Note that we will not be using patient IDs associated with MSK. Instead, we will be using spoof IDs that will suffice for this tutorial. When running this workflow with real data, make sure to include the IDs safely and securely. Run the following block of code to add a 'patient_id' column to the table and store it using Spark (DEPRECATED).

Next, we may view the WSI table! This table should have the metadata associated with the WSI slides that you just collected, including the patient IDs. 

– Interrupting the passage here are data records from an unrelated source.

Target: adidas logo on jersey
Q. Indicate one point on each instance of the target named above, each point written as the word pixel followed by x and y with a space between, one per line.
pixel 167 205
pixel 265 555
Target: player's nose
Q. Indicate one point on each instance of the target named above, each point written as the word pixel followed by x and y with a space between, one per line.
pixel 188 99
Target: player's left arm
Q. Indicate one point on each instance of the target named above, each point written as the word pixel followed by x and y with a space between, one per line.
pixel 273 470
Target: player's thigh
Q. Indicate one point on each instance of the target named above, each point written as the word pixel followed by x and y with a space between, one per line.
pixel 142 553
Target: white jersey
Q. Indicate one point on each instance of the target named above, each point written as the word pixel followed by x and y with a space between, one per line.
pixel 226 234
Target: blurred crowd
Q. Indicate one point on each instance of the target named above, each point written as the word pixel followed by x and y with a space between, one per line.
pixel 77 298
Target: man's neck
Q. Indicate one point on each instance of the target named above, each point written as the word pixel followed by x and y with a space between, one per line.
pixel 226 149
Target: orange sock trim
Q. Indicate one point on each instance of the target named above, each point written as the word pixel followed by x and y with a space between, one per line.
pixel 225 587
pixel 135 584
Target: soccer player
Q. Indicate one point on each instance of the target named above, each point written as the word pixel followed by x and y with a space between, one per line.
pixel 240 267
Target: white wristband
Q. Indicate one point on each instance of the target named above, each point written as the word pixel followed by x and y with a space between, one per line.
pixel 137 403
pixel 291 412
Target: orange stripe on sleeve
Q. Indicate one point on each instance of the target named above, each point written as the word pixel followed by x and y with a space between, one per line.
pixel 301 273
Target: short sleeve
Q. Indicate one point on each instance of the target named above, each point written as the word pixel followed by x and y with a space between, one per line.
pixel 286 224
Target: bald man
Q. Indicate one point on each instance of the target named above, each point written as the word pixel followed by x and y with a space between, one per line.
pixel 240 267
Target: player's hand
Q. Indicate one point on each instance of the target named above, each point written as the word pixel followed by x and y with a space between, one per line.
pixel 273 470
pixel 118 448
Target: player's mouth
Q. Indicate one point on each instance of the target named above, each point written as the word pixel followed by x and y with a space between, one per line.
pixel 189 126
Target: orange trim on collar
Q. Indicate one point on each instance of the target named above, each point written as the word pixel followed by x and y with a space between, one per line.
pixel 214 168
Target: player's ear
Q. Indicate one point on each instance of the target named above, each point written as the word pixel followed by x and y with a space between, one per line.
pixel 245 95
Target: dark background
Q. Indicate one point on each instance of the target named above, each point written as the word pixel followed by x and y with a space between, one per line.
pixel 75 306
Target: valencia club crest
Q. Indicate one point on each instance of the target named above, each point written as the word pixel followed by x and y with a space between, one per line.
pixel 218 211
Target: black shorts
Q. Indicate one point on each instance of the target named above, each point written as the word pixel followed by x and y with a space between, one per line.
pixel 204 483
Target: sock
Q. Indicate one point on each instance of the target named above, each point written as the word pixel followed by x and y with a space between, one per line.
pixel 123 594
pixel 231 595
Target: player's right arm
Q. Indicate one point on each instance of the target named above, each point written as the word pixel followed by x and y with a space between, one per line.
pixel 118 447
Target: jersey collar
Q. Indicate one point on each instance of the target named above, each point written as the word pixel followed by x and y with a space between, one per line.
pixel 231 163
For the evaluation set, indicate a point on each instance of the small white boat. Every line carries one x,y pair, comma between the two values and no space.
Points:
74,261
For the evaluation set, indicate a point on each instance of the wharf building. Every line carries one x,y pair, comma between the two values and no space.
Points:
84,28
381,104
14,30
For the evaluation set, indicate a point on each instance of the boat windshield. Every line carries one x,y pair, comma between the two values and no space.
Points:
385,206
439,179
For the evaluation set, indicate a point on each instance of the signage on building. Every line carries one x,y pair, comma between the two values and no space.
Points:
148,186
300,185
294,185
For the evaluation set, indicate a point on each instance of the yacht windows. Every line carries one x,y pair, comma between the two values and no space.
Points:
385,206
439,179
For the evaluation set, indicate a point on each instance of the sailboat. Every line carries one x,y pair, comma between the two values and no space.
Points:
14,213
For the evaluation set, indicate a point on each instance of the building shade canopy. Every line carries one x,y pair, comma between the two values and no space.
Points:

This table may also be viewed through the Dremio instance. The URL for this instance is available in the docker-compose terminal log. 

In [None]:
import os
LUNA_HOME = os.environ["LUNA_HOME"]
TABLE_DIR = f"{LUNA_HOME}/PRO-12-123/data/toy_data_set/table"

import pandas as pd
pd.read_parquet(f"{TABLE_DIR}/SLIDES/slide_ingest_PRO-12-123.parquet")

If the table loads, then you have successfully run the Whole Slide Image (WSI) ETL to database the slides.

## Run the regional annotation ETL

The whole slide images that you downloaded are images of ovarian cancer, but not every pixel on each slide is a tumor.  In fact, the images typically include tumor cells, normal ovarian cells, lymphoctyes, and more. *Note: A non-expert annotated this slide for demo purposes only.*

The regional annotation ETL performs the following steps

- Download DSA json annotations
- Convert DSA jsons to GeoJSON format, which is compatible with downstream applications
- Save configs in your `~/vmount/PRO-12-123/configs/REGIONAL_METADATA_RESULTS`
- Save parquet table in your `~/vmount/PRO-12-123/tables/REGIONAL_METADATA_RESULTS `


To run the regional annotation ETL, we use the `dsa_annotation` CLI. For more details on the `dsa_annotation` tool, and the annotations we support, please checkout the `7_dsa-annotation.ipynb` notebook.


In [None]:
!mkdir -p "{TABLE_DIR}/ANNOTATIONS"
!dsa_annotation http://girder:8080/api/v1 \
    --collection-name "TCGA collection" \
    --annotation-name "ov_regional" \
    --username admin --password password1 \
    --output-urlpath "{TABLE_DIR}/ANNOTATIONS"

To check that the regional annotation ETL was correctly run, you can examine the regional annotations table.  This table contains the metadata saved by the ETL.  It includes paths to the bitmap files, numpy files, and geoJSON files that were mentioned before.  To load the table, run the following cell,

In [None]:
from pyarrow.parquet import read_table
annotations_table = f"{TABLE_DIR}/ANNOTATIONS/slide_annotation_dataset_TCGA collection_ov_regional.parquet"
pd.read_parquet(annotations_table)

Lastly, lets get our geojsons and join on slide ID.

In [None]:
pd.read_parquet(annotations_table) \
    .query("type=='geojson'")[['slide_geojson']] \
    .join(
        pd.read_parquet(f"{TABLE_DIR}/SLIDES/slide_ingest_PRO-12-123.parquet")['id']
    )

At this point, you have successfully set up your workspace, downloaded the data, and run both the pathology and regional annotation ETLs to prepare your data. You are ready to move on to the tiling notebook!